As CEO of deep tech company Drishya AI Labs Inc., Amardeep Sibia has found himself living in what he describes as two different ecosystems — Calgary’s “precise by-the-book engineering culture” and the “fast frugal software ecosystem” of Bangalore, India. “I find it fascinating how we bridge between these two ecosystems or cultures of technology,” he said in a recent interview.

The company was founded in February 2020, shortly before COVID-19 turned the world upside down. Drishya sees its role as using artificial intelligence to power the digital transformation of the energy industry in partnership with local engineering companies. “We think, behave and operate like a deep tech company which is delivering a cleantech impact,” said Sibia. “We ardently believe we are making energy intelligent and clean by adding brains to data.”

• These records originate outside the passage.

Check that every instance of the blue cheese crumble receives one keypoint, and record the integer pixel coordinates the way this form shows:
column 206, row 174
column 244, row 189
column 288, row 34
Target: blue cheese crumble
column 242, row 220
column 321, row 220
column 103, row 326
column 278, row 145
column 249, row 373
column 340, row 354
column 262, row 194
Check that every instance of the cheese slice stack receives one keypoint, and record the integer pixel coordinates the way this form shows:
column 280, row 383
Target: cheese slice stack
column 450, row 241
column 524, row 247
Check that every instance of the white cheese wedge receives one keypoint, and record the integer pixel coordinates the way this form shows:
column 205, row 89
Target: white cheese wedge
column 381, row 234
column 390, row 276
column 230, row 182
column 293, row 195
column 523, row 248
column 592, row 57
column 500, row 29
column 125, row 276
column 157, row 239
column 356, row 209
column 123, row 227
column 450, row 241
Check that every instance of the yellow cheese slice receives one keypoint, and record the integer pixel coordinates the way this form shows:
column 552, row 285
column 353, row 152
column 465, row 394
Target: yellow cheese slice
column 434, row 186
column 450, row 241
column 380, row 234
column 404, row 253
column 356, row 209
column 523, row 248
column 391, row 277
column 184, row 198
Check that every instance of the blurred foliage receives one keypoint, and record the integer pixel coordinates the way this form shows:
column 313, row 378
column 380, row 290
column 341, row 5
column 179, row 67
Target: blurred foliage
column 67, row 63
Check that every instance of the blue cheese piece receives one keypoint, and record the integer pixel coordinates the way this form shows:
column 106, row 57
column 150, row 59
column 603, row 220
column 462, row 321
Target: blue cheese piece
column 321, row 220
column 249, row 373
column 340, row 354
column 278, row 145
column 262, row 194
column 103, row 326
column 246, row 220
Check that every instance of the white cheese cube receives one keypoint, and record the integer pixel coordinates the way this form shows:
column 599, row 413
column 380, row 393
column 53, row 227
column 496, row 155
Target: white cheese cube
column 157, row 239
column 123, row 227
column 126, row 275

The energy efficiency gains from these transformation efforts not only reduce greenhouse gas emissions but also save money for operators. Because of the stacking of incremental energy efficiency gains, the use of AI on its own can help reduce GHG emissions by between five and 10 per cent, said Sibia. “And that’s massive without the need for capital investments.”

Drishya (vision in Sanskrit) has two products targeting the oil and gas industry — Artisan and Brains. Artisan enables what the company calls engineering digitalization, speeding up a number of engineering processes, while Brains extracts operational intelligence from large troves of collected historian datasets and enables intelligent automation.

The company also uses what it calls artificial intelligence / machine learning (AI/ML) enablement. For example, one of Drishya’s clients has a new generation steam generator that enables the operation of smaller SAGD plants. By the time this equipment goes to the field, it has an AI/ML layer on top of it. “Think of it as an embedded engineer,” said Sibia. “It is already prepared to do self monitoring, self diagnostics, self healing and self optimization from day one.” That’s important because a plant in a remote area with that capability will operate better and be more energy efficient, he said. “You don’t have to fly in people, equipment and diagnostics. AI has all of these invisible layers that may make things that much more sustainable.”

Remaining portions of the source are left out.